There was no explanation why Artemis Sorras wasn’t already in detention or where he was with Kathimerini saying the trial was rescheduled for Nov. 18 with no word on whether he would show up for that either, a common tactic in Greece to delay trials.
Sorras and another 22 alleged members of his Convention of Greeks are accused of defrauding Greek citizens who they convinced to donate to the organization with pledges to erase their debts to the state. The trial was postponed to allow defense lawyers to look over the case file as well, said the paper.
After being caught in June, 2018, he was remanded in pending trial on criminal fraud charges but hundreds of his bilked supporters who believed he had enough money to pay their debts but needed donations from them showed up at the court to support him.
At the time it was reported that he would face charges of defrauding the state by urging nonpayment of taxes, running a criminal organization, money laundering, spreading false rumors and incitement.

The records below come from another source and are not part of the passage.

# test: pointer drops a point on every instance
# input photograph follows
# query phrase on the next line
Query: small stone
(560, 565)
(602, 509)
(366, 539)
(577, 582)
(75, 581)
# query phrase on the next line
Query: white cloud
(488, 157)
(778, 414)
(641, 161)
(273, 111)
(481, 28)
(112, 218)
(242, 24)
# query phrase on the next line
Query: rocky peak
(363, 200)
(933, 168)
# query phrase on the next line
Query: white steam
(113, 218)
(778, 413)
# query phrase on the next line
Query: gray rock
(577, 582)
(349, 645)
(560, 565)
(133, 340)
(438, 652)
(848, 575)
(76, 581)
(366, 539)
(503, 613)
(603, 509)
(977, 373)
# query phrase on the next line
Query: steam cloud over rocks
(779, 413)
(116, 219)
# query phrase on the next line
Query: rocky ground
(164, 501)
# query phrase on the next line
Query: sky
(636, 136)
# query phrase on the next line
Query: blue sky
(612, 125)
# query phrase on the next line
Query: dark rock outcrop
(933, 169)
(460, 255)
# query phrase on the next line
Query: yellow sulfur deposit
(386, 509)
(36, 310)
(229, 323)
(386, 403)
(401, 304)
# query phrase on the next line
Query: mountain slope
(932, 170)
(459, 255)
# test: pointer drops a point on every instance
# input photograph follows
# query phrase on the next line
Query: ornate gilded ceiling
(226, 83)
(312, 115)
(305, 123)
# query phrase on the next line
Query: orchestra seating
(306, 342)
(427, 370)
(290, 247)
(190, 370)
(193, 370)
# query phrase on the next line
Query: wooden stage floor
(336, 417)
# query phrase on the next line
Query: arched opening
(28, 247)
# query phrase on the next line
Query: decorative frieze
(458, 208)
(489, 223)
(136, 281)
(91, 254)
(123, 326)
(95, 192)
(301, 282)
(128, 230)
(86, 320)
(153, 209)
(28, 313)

Sorras founded the Convention of Greeks political group, claiming to have access to enough money in foreign bonds to cover Greece’s 326 billion-euro foreign debt ($360.77 billion) and he had a legion of believers even when he became a fugitive to avoid justice.
He had been sentenced in absentia eight years in prison for embezzlement when he didn’t show up for another trial either but the newspaper Kathimerini said it wasn’t clear if he was arrested for that or another crime.

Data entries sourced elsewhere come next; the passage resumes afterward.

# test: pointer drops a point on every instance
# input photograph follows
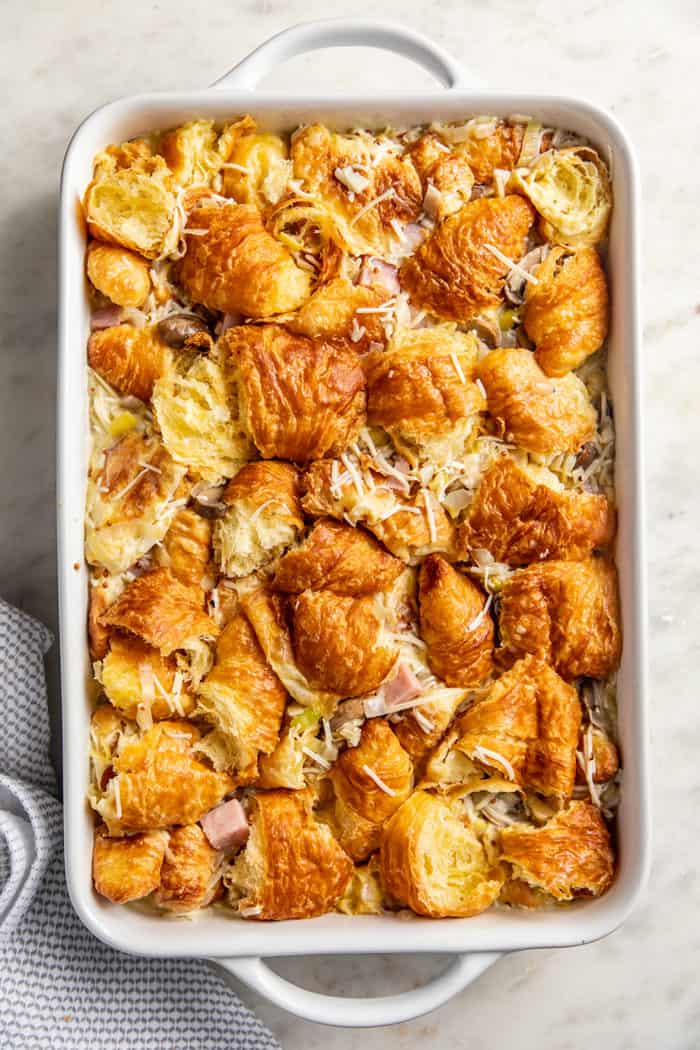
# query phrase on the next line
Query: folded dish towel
(59, 986)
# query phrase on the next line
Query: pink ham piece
(378, 272)
(402, 689)
(226, 825)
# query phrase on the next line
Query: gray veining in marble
(638, 989)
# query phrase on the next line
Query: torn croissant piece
(522, 516)
(369, 783)
(571, 856)
(191, 152)
(191, 873)
(157, 782)
(433, 863)
(244, 699)
(340, 643)
(454, 273)
(421, 729)
(605, 757)
(361, 186)
(195, 406)
(236, 266)
(136, 678)
(270, 617)
(129, 358)
(131, 201)
(331, 313)
(337, 558)
(161, 609)
(292, 866)
(262, 518)
(256, 169)
(567, 613)
(526, 728)
(455, 624)
(421, 391)
(127, 868)
(300, 399)
(121, 275)
(537, 413)
(566, 312)
(448, 173)
(186, 548)
(133, 490)
(572, 192)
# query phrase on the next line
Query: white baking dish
(238, 945)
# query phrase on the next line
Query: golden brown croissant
(340, 643)
(337, 558)
(331, 313)
(129, 358)
(136, 678)
(433, 863)
(131, 201)
(300, 398)
(420, 735)
(443, 169)
(236, 266)
(292, 866)
(566, 312)
(570, 856)
(527, 727)
(186, 548)
(606, 757)
(190, 877)
(162, 610)
(360, 805)
(131, 486)
(422, 392)
(263, 517)
(455, 624)
(453, 273)
(539, 414)
(158, 782)
(520, 520)
(128, 868)
(270, 617)
(321, 160)
(121, 275)
(244, 699)
(567, 612)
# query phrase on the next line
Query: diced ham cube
(403, 688)
(226, 825)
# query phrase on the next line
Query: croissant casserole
(353, 603)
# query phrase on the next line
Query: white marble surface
(637, 989)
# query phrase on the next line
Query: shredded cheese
(378, 780)
(458, 368)
(429, 513)
(510, 264)
(386, 195)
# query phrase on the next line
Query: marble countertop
(638, 988)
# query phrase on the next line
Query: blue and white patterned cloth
(59, 986)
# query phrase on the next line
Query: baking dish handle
(345, 33)
(359, 1012)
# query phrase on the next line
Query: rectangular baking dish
(215, 936)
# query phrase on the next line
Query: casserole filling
(353, 602)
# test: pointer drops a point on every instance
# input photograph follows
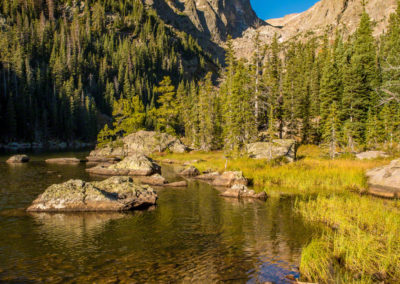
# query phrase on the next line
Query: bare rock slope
(324, 16)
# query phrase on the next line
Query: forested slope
(63, 63)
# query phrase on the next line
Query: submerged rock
(208, 176)
(190, 172)
(241, 191)
(228, 179)
(64, 161)
(156, 180)
(136, 165)
(18, 159)
(385, 181)
(113, 194)
(371, 155)
(142, 142)
(279, 148)
(177, 184)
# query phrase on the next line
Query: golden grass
(363, 243)
(310, 175)
(360, 242)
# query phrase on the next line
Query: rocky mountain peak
(209, 21)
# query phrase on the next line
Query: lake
(192, 236)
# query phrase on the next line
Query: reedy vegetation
(359, 240)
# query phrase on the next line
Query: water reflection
(193, 235)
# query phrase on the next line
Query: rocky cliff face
(209, 21)
(332, 14)
(325, 16)
(212, 21)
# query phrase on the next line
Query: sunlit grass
(360, 239)
(363, 242)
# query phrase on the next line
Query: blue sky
(268, 9)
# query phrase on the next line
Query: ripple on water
(193, 235)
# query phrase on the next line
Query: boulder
(114, 194)
(241, 191)
(209, 176)
(168, 161)
(385, 181)
(18, 159)
(279, 148)
(156, 180)
(190, 172)
(371, 155)
(135, 165)
(228, 179)
(64, 161)
(177, 184)
(189, 163)
(142, 142)
(107, 154)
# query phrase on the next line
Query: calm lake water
(192, 236)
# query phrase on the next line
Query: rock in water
(385, 181)
(241, 191)
(114, 194)
(209, 176)
(177, 184)
(228, 179)
(156, 180)
(142, 142)
(135, 165)
(63, 161)
(190, 172)
(273, 150)
(18, 159)
(371, 155)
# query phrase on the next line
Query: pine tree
(331, 130)
(167, 113)
(359, 81)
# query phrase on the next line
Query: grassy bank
(360, 240)
(361, 243)
(310, 175)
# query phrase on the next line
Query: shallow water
(193, 235)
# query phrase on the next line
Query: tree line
(64, 64)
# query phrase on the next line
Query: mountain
(324, 16)
(209, 21)
(332, 14)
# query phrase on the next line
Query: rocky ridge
(324, 16)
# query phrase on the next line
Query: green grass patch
(362, 243)
(310, 175)
(360, 239)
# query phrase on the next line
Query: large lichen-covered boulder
(371, 155)
(229, 179)
(18, 159)
(107, 154)
(142, 142)
(385, 181)
(135, 165)
(114, 194)
(279, 148)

Police sources said they had been tipped off to the fugitive’s whereabouts and had him under surveillance, the paper said, even though he had grown a beard to try to hide his identity and had built a kind of panic room in his house to evade capture.
In July, 2017, Greece’s Supreme Court overturned a 2013 ruling by an Athens misdemeanor court stating that he had the right to manage what turned out to be a fraudulent fund and acquitted him although acknowledging that he had scammed people.
Judges said the 2013 decision was not based on any substantiated evidence. The ruling bears no legal consequence on Sorras, though couldn’t invoke that earlier ruling anymore in his defense in which the lower essentially said he had the right to defraud people. He had been sentenced in March, 2017 in a court in Patra in western Greece.
Officials said his claims of having trillions of dollars was imaginary and designed to get money from people but he was allowed to keep scamming them until he vanished until being caught.